15. Cost and tradeoff summary
NAT Instance
Pros:
- usually cheaper at low scale
- flexible
- full control
Cons:
- you manage OS, firewall, updates, failover
- single point of failure unless you add automation
- performance depends on instance size
NAT Gateway
Pros:
- managed by AWS
- simpler
- higher availability and bandwidth
Cons:
- higher fixed monthly cost
- data processing charges
Public IP on every server
Pros:
- simplest
- no NAT management
Cons:
- public IPv4 hourly charge per server
- broader exposure surface
16. Practical recommendation for your use case
If you have a few servers and you want:
- no public IPs on app servers
- outbound internet access
- low cost
then this is a reasonable design:
- one small NAT instance in a public subnet
- all private app servers route default IPv4 traffic to it
- app servers keep no public IPv4
- use Cloudflare Tunnel or a load balancer separately for inbound access
- add VPC endpoints for AWS-native services where possible
If the environment becomes more important or spans multiple AZs, move toward:
- one NAT per AZ, or
- NAT Gateway
17. Quick implementation summary
flowchart TD
A[Create/verify IGW] --> B[Create public and private subnets]
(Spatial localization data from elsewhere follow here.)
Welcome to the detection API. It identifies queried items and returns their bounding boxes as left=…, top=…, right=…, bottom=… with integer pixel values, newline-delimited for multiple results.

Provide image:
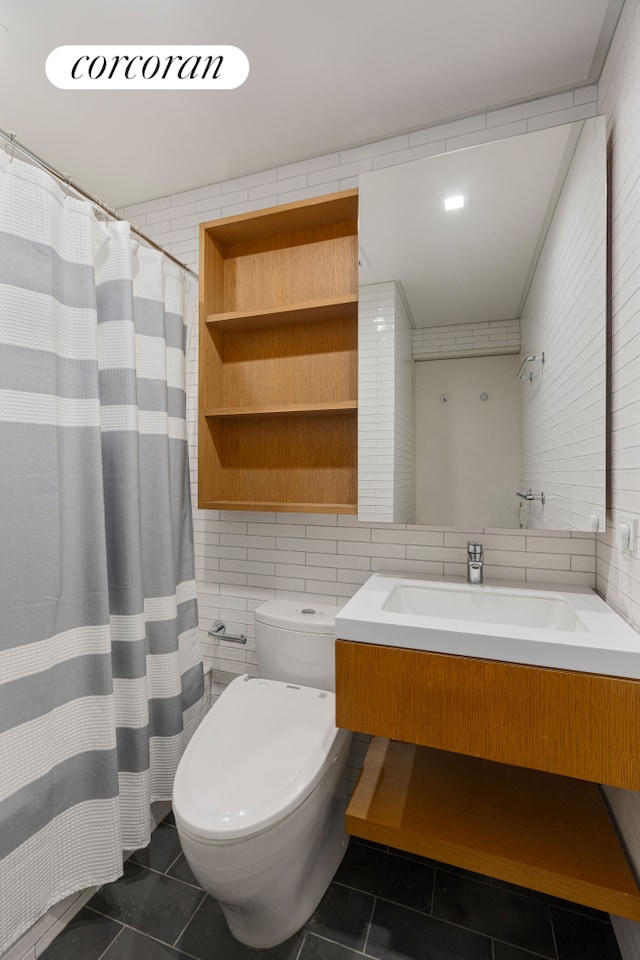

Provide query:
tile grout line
left=547, top=902, right=561, bottom=960
left=170, top=891, right=209, bottom=951
left=82, top=907, right=203, bottom=960
left=361, top=894, right=378, bottom=956
left=164, top=849, right=188, bottom=876
left=305, top=931, right=372, bottom=958
left=293, top=931, right=308, bottom=960
left=130, top=856, right=202, bottom=891
left=492, top=931, right=556, bottom=960
left=91, top=919, right=123, bottom=960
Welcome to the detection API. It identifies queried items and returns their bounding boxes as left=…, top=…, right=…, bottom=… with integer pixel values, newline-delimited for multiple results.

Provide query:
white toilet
left=172, top=600, right=352, bottom=948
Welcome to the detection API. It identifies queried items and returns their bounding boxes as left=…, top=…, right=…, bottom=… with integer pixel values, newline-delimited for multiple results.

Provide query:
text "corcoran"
left=46, top=45, right=249, bottom=90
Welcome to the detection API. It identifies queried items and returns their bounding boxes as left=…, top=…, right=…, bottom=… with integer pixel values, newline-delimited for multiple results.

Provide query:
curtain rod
left=0, top=127, right=198, bottom=280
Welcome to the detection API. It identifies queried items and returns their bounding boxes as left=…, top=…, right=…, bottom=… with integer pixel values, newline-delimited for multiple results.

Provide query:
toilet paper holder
left=208, top=620, right=247, bottom=644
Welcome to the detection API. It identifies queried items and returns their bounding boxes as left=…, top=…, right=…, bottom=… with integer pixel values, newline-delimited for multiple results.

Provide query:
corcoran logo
left=46, top=45, right=249, bottom=90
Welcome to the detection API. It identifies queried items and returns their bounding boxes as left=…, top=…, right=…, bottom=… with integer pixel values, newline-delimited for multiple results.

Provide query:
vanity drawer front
left=335, top=639, right=640, bottom=790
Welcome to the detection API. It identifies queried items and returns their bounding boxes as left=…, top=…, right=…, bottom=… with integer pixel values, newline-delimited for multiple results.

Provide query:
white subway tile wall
left=12, top=70, right=637, bottom=960
left=518, top=117, right=606, bottom=531
left=104, top=76, right=630, bottom=960
left=126, top=87, right=601, bottom=823
left=394, top=290, right=414, bottom=522
left=596, top=0, right=640, bottom=955
left=358, top=283, right=414, bottom=522
left=412, top=319, right=521, bottom=361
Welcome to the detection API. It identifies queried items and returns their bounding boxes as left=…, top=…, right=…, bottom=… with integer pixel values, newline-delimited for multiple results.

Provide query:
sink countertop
left=335, top=572, right=640, bottom=679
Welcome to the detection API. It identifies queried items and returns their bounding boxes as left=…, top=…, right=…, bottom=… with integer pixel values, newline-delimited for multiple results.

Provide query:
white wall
left=105, top=83, right=608, bottom=948
left=14, top=61, right=640, bottom=960
left=413, top=318, right=520, bottom=360
left=358, top=282, right=414, bottom=523
left=118, top=89, right=601, bottom=684
left=595, top=0, right=640, bottom=955
left=518, top=116, right=607, bottom=532
left=110, top=15, right=640, bottom=958
left=414, top=355, right=520, bottom=528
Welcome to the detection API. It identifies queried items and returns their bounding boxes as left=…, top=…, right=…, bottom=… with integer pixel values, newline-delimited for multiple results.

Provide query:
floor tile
left=432, top=870, right=556, bottom=958
left=175, top=895, right=305, bottom=959
left=493, top=943, right=556, bottom=960
left=167, top=852, right=203, bottom=888
left=39, top=907, right=122, bottom=959
left=394, top=850, right=490, bottom=886
left=305, top=882, right=374, bottom=952
left=87, top=859, right=205, bottom=945
left=367, top=899, right=492, bottom=960
left=130, top=822, right=184, bottom=873
left=102, top=926, right=192, bottom=959
left=377, top=851, right=435, bottom=912
left=550, top=906, right=622, bottom=960
left=490, top=877, right=611, bottom=923
left=335, top=843, right=434, bottom=912
left=334, top=842, right=393, bottom=897
left=298, top=932, right=365, bottom=960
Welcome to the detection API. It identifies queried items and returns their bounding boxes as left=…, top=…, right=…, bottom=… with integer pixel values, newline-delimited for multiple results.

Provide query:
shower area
left=0, top=134, right=204, bottom=955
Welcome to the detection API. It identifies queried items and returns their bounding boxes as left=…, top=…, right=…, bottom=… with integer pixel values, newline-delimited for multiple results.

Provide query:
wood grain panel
left=200, top=190, right=358, bottom=245
left=335, top=640, right=640, bottom=790
left=205, top=294, right=358, bottom=331
left=346, top=738, right=640, bottom=921
left=222, top=231, right=357, bottom=313
left=205, top=401, right=357, bottom=418
left=209, top=412, right=357, bottom=508
left=220, top=317, right=357, bottom=408
left=200, top=499, right=357, bottom=514
left=198, top=190, right=358, bottom=513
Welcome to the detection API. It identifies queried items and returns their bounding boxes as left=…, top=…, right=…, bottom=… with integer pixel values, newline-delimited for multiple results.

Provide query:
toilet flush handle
left=208, top=620, right=247, bottom=644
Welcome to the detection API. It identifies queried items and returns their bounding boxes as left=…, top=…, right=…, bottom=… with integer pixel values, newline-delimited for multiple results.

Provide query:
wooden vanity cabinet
left=335, top=638, right=640, bottom=922
left=198, top=189, right=358, bottom=514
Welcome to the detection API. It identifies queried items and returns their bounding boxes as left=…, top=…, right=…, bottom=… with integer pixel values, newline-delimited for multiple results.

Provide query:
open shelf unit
left=347, top=738, right=640, bottom=922
left=198, top=189, right=359, bottom=513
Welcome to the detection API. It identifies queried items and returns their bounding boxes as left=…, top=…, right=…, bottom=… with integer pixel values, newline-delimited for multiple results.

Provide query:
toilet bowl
left=172, top=601, right=352, bottom=948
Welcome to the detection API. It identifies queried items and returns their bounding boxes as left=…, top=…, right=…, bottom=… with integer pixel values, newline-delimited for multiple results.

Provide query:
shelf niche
left=198, top=189, right=358, bottom=514
left=347, top=738, right=640, bottom=922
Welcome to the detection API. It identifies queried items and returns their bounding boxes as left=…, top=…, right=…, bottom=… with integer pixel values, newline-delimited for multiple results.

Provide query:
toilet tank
left=253, top=600, right=342, bottom=691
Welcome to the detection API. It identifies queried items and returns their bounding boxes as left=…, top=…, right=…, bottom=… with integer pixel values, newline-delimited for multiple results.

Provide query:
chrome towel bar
left=517, top=489, right=545, bottom=505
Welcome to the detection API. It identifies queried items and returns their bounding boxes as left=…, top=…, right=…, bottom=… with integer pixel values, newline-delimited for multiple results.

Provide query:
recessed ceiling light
left=443, top=194, right=465, bottom=212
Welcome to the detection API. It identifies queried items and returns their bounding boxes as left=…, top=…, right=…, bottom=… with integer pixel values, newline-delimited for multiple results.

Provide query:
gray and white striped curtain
left=0, top=151, right=204, bottom=953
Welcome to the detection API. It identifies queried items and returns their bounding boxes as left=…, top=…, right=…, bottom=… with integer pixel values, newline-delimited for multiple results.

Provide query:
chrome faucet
left=467, top=542, right=484, bottom=584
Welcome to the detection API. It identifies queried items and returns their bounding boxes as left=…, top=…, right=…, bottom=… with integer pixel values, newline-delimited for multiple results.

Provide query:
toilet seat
left=173, top=675, right=346, bottom=842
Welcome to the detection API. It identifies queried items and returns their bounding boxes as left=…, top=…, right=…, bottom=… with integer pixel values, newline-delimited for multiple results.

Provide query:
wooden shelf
left=199, top=190, right=359, bottom=246
left=205, top=401, right=357, bottom=419
left=205, top=295, right=358, bottom=332
left=347, top=738, right=640, bottom=921
left=198, top=189, right=358, bottom=513
left=201, top=500, right=357, bottom=514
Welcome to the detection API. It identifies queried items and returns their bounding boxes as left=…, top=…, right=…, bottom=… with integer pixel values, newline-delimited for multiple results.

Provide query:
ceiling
left=359, top=122, right=580, bottom=327
left=0, top=0, right=623, bottom=208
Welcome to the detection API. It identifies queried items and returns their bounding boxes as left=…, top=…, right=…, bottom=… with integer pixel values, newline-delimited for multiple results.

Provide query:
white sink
left=335, top=573, right=640, bottom=679
left=382, top=582, right=585, bottom=632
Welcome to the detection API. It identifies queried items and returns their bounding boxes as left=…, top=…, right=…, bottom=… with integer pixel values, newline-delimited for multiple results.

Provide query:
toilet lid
left=173, top=675, right=345, bottom=841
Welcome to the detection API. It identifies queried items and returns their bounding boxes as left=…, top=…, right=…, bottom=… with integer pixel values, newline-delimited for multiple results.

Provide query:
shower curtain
left=0, top=151, right=204, bottom=953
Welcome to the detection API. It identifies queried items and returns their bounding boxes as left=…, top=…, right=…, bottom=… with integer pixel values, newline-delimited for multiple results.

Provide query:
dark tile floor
left=41, top=812, right=623, bottom=960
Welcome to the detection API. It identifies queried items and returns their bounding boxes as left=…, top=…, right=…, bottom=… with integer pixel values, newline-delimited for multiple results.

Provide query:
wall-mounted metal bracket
left=208, top=620, right=247, bottom=644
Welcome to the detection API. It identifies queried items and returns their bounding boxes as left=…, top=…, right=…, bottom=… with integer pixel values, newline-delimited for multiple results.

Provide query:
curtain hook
left=7, top=131, right=17, bottom=162
left=63, top=173, right=71, bottom=198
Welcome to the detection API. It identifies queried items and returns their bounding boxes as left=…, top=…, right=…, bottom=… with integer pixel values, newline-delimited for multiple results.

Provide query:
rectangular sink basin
left=335, top=573, right=640, bottom=679
left=382, top=583, right=585, bottom=632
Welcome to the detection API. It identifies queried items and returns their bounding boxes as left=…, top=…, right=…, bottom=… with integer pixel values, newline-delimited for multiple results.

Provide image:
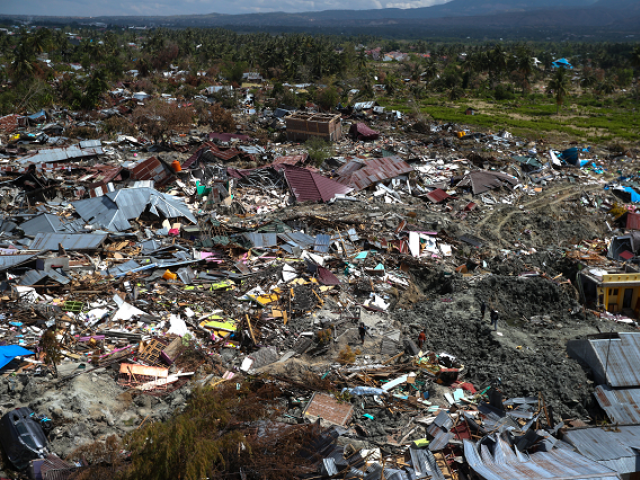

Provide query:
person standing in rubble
left=358, top=323, right=367, bottom=344
left=480, top=300, right=486, bottom=320
left=417, top=329, right=426, bottom=350
left=490, top=310, right=499, bottom=331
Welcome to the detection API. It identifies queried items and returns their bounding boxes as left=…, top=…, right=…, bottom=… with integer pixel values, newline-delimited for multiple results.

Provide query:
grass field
left=377, top=93, right=640, bottom=144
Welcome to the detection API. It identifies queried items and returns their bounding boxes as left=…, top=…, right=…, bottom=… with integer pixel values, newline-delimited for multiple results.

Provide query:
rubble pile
left=1, top=106, right=640, bottom=480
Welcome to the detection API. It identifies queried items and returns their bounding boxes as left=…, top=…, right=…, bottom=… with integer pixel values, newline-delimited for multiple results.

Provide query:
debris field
left=1, top=107, right=640, bottom=480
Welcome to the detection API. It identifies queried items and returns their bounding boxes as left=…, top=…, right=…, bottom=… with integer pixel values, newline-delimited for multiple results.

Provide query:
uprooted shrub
left=68, top=379, right=318, bottom=480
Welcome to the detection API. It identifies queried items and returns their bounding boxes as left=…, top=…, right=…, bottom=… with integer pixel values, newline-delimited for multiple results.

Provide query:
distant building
left=242, top=72, right=264, bottom=83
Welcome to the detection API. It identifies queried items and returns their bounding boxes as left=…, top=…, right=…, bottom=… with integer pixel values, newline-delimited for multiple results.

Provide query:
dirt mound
left=396, top=272, right=628, bottom=420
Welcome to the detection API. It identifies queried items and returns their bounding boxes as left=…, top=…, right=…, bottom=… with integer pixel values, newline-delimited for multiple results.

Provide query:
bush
left=204, top=103, right=235, bottom=133
left=101, top=116, right=137, bottom=137
left=494, top=84, right=515, bottom=101
left=305, top=137, right=333, bottom=167
left=337, top=346, right=362, bottom=365
left=69, top=382, right=317, bottom=480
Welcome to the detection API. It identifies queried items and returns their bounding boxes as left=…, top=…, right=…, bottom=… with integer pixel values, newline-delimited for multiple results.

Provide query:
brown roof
left=277, top=164, right=353, bottom=203
left=457, top=170, right=519, bottom=195
left=336, top=156, right=413, bottom=191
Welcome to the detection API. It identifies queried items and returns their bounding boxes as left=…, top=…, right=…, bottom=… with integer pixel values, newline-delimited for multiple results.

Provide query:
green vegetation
left=70, top=380, right=316, bottom=480
left=0, top=26, right=638, bottom=143
left=306, top=137, right=334, bottom=167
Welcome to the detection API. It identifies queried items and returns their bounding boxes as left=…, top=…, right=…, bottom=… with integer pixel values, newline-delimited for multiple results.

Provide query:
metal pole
left=604, top=328, right=614, bottom=386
B --> C[Launch NAT instance in public subnet]
C --> D[Attach public IP or EIP]
D --> E[Enable IP forwarding and iptables masquerade]
E --> F[Disable source/destination check]
F --> G[Point private route tables 0.0.0.0/0 to NAT instance]
G --> H[Launch app servers without public IP]
H --> I[Test curl, package installs, Cloudflare Tunnel]
18. References
Official AWS references used to assemble this guide:
-
Amazon VPC: Enable private resources to communicate outside the VPC
https://docs.aws.amazon.com/vpc/latest/userguide/work-with-nat-instances.html -
Amazon VPC: NAT instances
https://docs.aws.amazon.com/vpc/latest/userguide/VPC_NAT_Instance.html -
Amazon VPC: Connect to the internet or other networks using NAT devices
https://docs.aws.amazon.com/vpc/latest/userguide/vpc-nat.html -
Amazon VPC: Example: VPC with servers in private subnets and NAT
https://docs.aws.amazon.com/vpc/latest/userguide/vpc-example-private-subnets-nat.html -
Amazon VPC: Route tables
https://docs.aws.amazon.com/vpc/latest/userguide/VPC_Route_Tables.html
19. Final sanity check
For this design to work, all of the following must be true at the same time:
- NAT instance is in a public subnet
- NAT instance has a public IP or Elastic IP
- public subnet route table has
0.0.0.0/0 -> Internet Gateway - private subnet route table has
0.0.0.0/0 -> NAT instance - source/destination check is disabled on NAT instance
- IP forwarding is enabled
- NAT masquerade rule is present
- security groups permit the traffic you need
If any one of these is missing, private servers will usually fail to reach the external internet.